Also, is this a trick question about binaries that weren't patched for y2k or something?


The most stable API/ABI for the Linux desktop is provided by Wine.


Thankfully the year of the desktop is around the corner, by combining WSL with the original Win32.

Day zero feature availability, without compatibility issues.


This is impressive, but other parts of Windows are so dreary. Installs of apps that throw up all over the disk, Windows Updates that mysteriously fail in unrecoverable ways 87% of the way through and cryptic error codes and procedures to dig yourself out of the jam (before you must reinstall).


> Installs of apps that throw up all over the disk

This seems like a norm for most operating systems. Linux mixes files from all sorts of apps all over the place, for example, and a `make install` might put files anywhere.


> Windows has gone to extreme lengths to not only maintain API compatibility, but ABI compatibility as well.
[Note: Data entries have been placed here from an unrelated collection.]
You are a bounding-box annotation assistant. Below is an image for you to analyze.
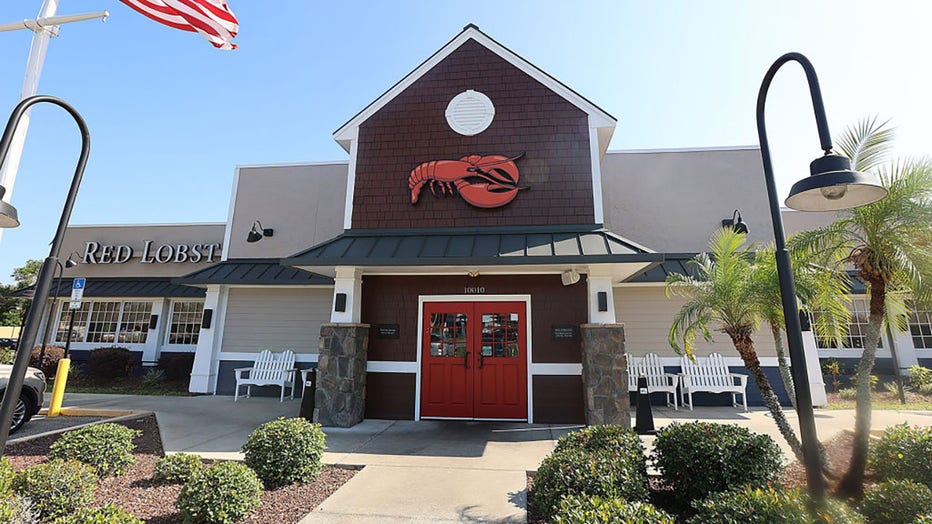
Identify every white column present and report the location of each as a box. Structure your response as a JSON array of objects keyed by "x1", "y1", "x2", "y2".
[
  {"x1": 586, "y1": 268, "x2": 615, "y2": 324},
  {"x1": 803, "y1": 331, "x2": 828, "y2": 407},
  {"x1": 142, "y1": 298, "x2": 167, "y2": 366},
  {"x1": 188, "y1": 285, "x2": 227, "y2": 393},
  {"x1": 330, "y1": 266, "x2": 362, "y2": 324}
]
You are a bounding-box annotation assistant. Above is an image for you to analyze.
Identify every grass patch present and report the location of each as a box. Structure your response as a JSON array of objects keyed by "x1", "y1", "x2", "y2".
[{"x1": 825, "y1": 389, "x2": 932, "y2": 411}]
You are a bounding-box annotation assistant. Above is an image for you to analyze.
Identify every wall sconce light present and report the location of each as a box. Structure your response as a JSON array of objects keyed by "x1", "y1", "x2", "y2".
[
  {"x1": 722, "y1": 209, "x2": 750, "y2": 235},
  {"x1": 246, "y1": 220, "x2": 275, "y2": 244}
]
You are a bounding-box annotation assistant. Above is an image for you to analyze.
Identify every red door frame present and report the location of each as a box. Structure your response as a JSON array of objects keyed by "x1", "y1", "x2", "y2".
[{"x1": 419, "y1": 297, "x2": 529, "y2": 420}]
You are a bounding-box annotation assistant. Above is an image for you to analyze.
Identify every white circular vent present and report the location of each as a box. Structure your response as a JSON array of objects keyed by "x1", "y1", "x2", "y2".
[{"x1": 446, "y1": 89, "x2": 495, "y2": 136}]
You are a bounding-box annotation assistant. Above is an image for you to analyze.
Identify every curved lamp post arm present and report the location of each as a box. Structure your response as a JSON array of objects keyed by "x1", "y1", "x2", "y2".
[
  {"x1": 757, "y1": 53, "x2": 832, "y2": 500},
  {"x1": 0, "y1": 95, "x2": 91, "y2": 456}
]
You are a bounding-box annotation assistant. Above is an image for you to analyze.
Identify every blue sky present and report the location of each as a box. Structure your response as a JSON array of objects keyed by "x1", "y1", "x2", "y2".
[{"x1": 0, "y1": 0, "x2": 932, "y2": 282}]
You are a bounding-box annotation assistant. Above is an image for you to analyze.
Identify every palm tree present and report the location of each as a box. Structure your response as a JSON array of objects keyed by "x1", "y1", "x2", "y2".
[
  {"x1": 791, "y1": 119, "x2": 932, "y2": 498},
  {"x1": 666, "y1": 228, "x2": 802, "y2": 462},
  {"x1": 751, "y1": 244, "x2": 850, "y2": 409}
]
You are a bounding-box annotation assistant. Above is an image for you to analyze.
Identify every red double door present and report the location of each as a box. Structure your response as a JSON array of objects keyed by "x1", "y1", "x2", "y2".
[{"x1": 421, "y1": 302, "x2": 527, "y2": 420}]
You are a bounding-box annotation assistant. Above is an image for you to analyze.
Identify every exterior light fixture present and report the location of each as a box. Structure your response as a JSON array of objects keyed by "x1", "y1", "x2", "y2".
[
  {"x1": 722, "y1": 209, "x2": 751, "y2": 235},
  {"x1": 757, "y1": 53, "x2": 887, "y2": 501},
  {"x1": 0, "y1": 186, "x2": 19, "y2": 227},
  {"x1": 246, "y1": 220, "x2": 275, "y2": 244},
  {"x1": 786, "y1": 154, "x2": 887, "y2": 211},
  {"x1": 0, "y1": 95, "x2": 91, "y2": 455}
]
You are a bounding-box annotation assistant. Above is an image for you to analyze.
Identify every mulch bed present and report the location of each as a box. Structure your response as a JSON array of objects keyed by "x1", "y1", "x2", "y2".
[
  {"x1": 527, "y1": 431, "x2": 876, "y2": 524},
  {"x1": 5, "y1": 415, "x2": 356, "y2": 524}
]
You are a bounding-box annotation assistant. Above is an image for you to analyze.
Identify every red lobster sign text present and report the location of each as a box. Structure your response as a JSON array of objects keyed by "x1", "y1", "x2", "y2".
[{"x1": 408, "y1": 153, "x2": 527, "y2": 208}]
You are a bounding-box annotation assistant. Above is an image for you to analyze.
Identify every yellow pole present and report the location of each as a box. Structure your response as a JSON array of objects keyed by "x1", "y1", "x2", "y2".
[{"x1": 49, "y1": 358, "x2": 71, "y2": 417}]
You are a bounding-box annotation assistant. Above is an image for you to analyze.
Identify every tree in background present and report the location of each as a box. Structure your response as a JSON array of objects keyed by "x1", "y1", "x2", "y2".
[
  {"x1": 789, "y1": 119, "x2": 932, "y2": 498},
  {"x1": 751, "y1": 244, "x2": 851, "y2": 409},
  {"x1": 666, "y1": 227, "x2": 802, "y2": 462}
]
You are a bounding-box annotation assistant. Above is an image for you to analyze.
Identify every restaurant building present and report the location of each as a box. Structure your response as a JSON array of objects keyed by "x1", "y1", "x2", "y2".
[{"x1": 32, "y1": 25, "x2": 932, "y2": 425}]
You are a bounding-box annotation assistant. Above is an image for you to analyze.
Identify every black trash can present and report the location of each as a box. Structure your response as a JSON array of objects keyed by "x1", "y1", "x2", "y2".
[{"x1": 301, "y1": 368, "x2": 317, "y2": 422}]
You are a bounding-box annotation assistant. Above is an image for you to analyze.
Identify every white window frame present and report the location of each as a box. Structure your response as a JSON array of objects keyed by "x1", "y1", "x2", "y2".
[
  {"x1": 162, "y1": 299, "x2": 204, "y2": 351},
  {"x1": 49, "y1": 297, "x2": 154, "y2": 349}
]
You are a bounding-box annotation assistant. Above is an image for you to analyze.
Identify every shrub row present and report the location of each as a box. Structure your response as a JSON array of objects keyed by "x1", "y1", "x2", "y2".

Linux has a stable ABI as well. For a given architecture, like x86_64, syscall numbers and their arguments and their arguments/outputs are expected to be stable.

The stable API/ABI promise of Linux is the syscalls, because at the end of the day that is the interface between userspace applications and the kernel, and kernel devs take not breaking userspace very seriously.

And on Windows, the opposite is true. The stable interface is the Windows DLLs that you are supposed to use dynamically. If you hardcoded the syscalls, you cannot complain if your application breaks because windows only promises that the DLL will not break backwards compatibility, and they reserve the right to change the syscalls with any update.

So you can have a Linux binary that works across many Linux versions without breaking. You can also have a Windows binary that works on one version of Windows but not the next.


I have unfortunately run into exceptions. I tried to play Neverhood on my Windows install, and it wouldn't start up. Tried the various compatibility modes. No luck. I ended up running it under Wine in Win95 mode (or similar; I don't remember the exact version) on my Fedora desktop and it ran fine.

I haven't tried running too many old programs, though, so I have no sense for how common this might be.


"The car works great technically, people just have trivial complaints about the steering wheel being made of razor blades." That is becoming less and less of an exaggeration as Windows is progressively further enshittified.

NT seems to be a nice OS at the core, but that's more about what it can do and how it is implemented than about how pleasant it is to use. Some of its syscalls are much more convoluted than the UNIX ones. Typical functions take many parameters, some of them complicated on their own, and typical invocations pass a bunch of NULL arguments (you still need to roughly understand what they mean).


It’s close to common sense, end users don’t care which monkey(s) threw in the wrench if they encounter an error, just that some entity did.

The only caveats I can think of are that it must prominently display that it’s running in a “compatibility mode” and that any encrypted subsystems can’t revert to a lower standard of encryption, which may render the application unusable anyways depending on how tightly integrated it is.


It's hard to overstate*


Fixed


> all the other lame-ass things Office '97 does to take over your desktop all still work

I'm curious about this. What do you mean? I remember using Office '97 on a Windows '98 machine, but I don't remember Office trying to take over all my desktop.